It's a crazy world, and illustrator C. Taylor Bonnell and writer Stanton Wood are doing their best to make sense of it. Join us on our journey of discovery...
Friday, March 6, 2009
Boggle Sniffer
The Boggle Sniffer is that rarest of creatures, an animal that communicates entirely through scent. The Boggle Sniffer lacks the ability to make noise, the ability to hear, and has virtually no sensory input or taste buds. The Sniffer interprets the entire world through its nose. Fear, hunger, anger, sadness, happiness, sexual desire, and revulsion are all expressed through the generation and interpretation of scent. (Interestingly enough, Boggle Sniffer fear smells like cheeseburgers.)
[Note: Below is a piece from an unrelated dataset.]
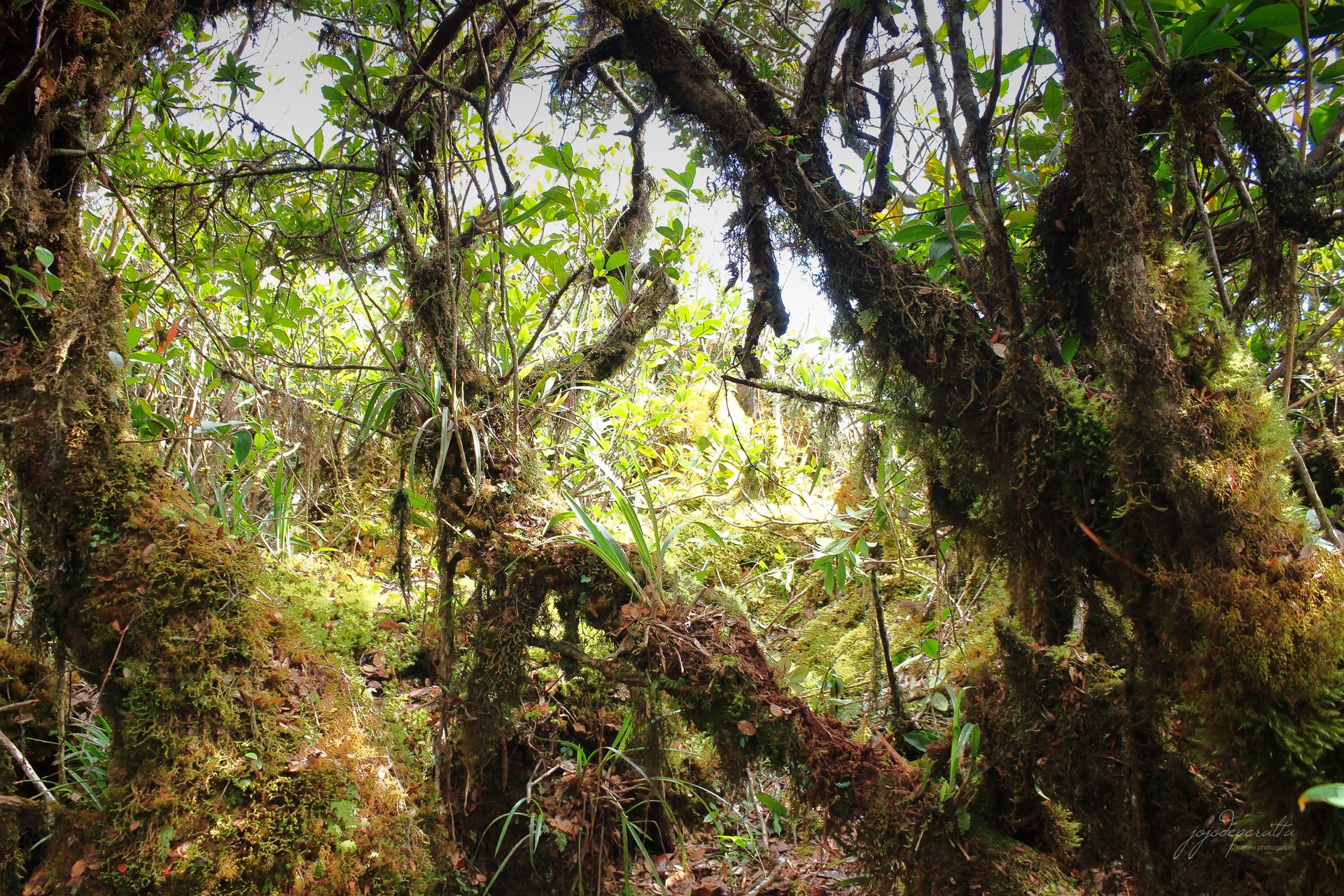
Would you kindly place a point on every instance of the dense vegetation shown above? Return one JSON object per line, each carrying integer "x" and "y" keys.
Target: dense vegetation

If that wasn’t amazing enough, the Boggle Sniffer, an ancestor of the ant eater, lives virtually its entire life in the water, where, ironically enough, it can’t smell anything. The Sniffer survives by eating virtually anything on the bottom of the ocean. In 1972, a dead adult Boggle Sniffer washed ashore on the coast of Australia - its stomach contents included a case of coke, a deep-sea diving helmet, a machete, and 250 plastic shopping bags.
Not surprisingly for a large, slow, sensory deprived fish, the Boggle Sniffer has difficulty surviving for long periods of time. Most Boggle Sniffers are eaten by sharks by the time they reach adulthood. Only its incredibly prolific reproductive system allows the Sniffer to survive. Sniffers have the ability to lay eggs almost from birth, and don’t hesitate to do so. Marine biologists estimate that the entire Earth would be covered knee deep in Boggle Sniffers (27 inches, to be exact) within the year were it not for natural predators like sharks, killer whales, barracudas and every other imaginable predatory sea creature working overtime. Marine biologists often joke that the reason that sharks continually swim is that they must - in order to keep up with the Boggle Sniffer population.
Although in the abstract a poetic and even romantic figure, in real life the Boggle Sniffer is remarkably ugly and lives a desperate, brief, and pathetic existence eating whatever deep-sea trash it can blunder into through the impenetrable darkness of its own personal sensory deprivation tank. Its pathetic life is almost always snuffed out by a random shark before it reaches adulthood. Perhaps as a result of this reality, the Boggle Sniffer does not appear prominently in the arts, although it has proven to be very popular with evolutionary biologists, who spend vast amounts of time studying it.